I take the non-aggression principle to be a “relatively-absolute absolute”
I believe that societies that follow the non-aggression principle (NAP) are better than those that don’t. To me, the NAP is a “relatively-absolute absolute”. I learned the concept of relatively-absolute absolutes from James Buchanan. These are persistent truths about the world of humans; they are not necessary in some absolute sense like, say, the conservation laws but are generally true and fundamentally important for human flourishing.
We live in a world of competition. Competition is an absolute absolute. Evolution, the great organizing principle of all life (terrestrial or otherwise), is about competition. To win in that game, you have to compete, and to compete you may have to cooperate. Game theory, that branch of mathematics that deals with strategic interactions, provides us the tools for understanding how the world works and therefore helps us flourish — or at least avoid being destroyed.
In the previous post (Human Rights are Property Rights), I had referred to Thomas Schelling’s point that if the weapons are protected, the people are safe from preemptive first strikes because the enemy wouldn’t want to incur the cost of a retaliatory strike.

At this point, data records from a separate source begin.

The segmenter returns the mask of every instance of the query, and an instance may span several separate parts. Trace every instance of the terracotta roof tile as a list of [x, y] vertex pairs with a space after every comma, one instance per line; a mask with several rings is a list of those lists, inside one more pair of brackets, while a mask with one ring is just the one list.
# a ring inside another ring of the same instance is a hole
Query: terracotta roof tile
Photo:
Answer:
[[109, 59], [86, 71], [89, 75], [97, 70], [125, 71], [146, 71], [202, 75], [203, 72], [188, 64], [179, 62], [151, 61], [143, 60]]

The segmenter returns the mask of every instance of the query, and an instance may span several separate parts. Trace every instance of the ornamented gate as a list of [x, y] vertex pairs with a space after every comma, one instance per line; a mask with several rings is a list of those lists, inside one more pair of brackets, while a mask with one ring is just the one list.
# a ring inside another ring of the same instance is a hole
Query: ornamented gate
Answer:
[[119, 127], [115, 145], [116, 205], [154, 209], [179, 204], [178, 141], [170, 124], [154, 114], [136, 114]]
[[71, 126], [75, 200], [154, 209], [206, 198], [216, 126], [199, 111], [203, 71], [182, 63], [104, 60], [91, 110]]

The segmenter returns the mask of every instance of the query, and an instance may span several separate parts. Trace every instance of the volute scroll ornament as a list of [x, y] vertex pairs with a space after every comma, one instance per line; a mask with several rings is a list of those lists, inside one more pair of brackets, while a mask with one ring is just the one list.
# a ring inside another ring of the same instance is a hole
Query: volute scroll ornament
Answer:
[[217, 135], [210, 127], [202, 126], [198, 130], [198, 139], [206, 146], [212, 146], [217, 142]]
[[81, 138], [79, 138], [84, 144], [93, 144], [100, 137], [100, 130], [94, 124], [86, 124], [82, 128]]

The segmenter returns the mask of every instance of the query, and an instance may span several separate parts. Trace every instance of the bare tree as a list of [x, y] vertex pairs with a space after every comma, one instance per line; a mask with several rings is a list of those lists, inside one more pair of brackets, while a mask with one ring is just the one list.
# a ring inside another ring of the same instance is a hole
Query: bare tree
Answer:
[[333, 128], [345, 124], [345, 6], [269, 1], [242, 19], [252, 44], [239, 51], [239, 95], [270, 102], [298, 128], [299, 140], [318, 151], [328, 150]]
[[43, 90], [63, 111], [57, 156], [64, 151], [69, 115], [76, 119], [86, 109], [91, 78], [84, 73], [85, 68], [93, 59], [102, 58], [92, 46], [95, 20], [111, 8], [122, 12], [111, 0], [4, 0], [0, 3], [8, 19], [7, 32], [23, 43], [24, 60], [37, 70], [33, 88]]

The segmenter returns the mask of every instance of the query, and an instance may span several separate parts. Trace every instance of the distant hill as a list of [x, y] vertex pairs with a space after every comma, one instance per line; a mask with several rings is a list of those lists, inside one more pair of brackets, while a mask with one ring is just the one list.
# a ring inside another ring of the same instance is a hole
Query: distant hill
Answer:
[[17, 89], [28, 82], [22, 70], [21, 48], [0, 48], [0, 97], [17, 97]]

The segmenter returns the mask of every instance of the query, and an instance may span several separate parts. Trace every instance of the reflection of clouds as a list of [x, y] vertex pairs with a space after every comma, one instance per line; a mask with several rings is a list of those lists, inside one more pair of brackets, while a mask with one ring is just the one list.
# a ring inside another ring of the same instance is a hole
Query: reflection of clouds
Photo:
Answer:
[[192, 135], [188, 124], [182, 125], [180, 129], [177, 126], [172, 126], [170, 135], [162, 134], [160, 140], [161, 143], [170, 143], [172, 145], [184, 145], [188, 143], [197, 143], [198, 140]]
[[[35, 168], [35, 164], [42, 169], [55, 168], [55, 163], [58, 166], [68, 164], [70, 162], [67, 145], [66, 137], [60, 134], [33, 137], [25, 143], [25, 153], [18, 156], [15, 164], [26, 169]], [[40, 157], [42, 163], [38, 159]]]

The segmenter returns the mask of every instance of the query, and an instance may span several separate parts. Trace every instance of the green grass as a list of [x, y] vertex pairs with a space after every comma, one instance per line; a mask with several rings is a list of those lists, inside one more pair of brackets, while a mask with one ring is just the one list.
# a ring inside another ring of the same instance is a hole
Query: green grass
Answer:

Meaning, if the other party cares about its children, then your children are safe provided you protect your own weapons.
That brings me to a favorite song by Sting — Russians. It’s from 1985. Listen. The background musical theme is from the Russian composer Sergei Prokofiev. “I hope the Russians love their children too.”
Sting’s song is considered by some to be an argument against MAD — mutually assured destruction. But in fact the song very simply illustrates why MAD works. Or we should say, why MAD has worked for the last 70 years. It may not work any more.
MAD requires that the combatants are rational, and that they are more interested in their own survival than in the destruction of the opponents. But what if one of the combatants has only one motivation — to destroy the enemy even if it means that it itself will be wiped out? Essentially, it’s the strategy of the suicide bomber.
In a world of the likes of US, China, Russia, Israel and India, MAD has worked. But in a world of Islamic nations armed with nuclear weapons, it will not work. The Qur’anic command is to destroy non-believers, and if in the process the Islamic warrior is destroyed, he ends up in a nice place with 72 virgins for every male. In such a world, people who believe in that ideology are not deterred by the prospect that their own children will die.
Sting explained in 2010 the inspiration of the song — watching Soviet TV.
“I had a friend at university who invented a way to steal the satellite signal from Russian TV. We’d have a few beers and climb this tiny staircase to watch Russian television… At that time of night we’d only get children’s Russian television, like their ‘Sesame Street’. I was impressed with the care and attention they gave to their children’s programmes. I regret our current enemies haven’t got the same ethics.” [Wiki.]
Note the last line above. The Russians love their children more than they hate others; the current enemies hate others more than they love their children.
Thus one may have to preemptively disarm Islamic nations — an act that goes against the non-aggression principle. That’s why the NAP, at the level of nation states, is only a relatively absolute absolute.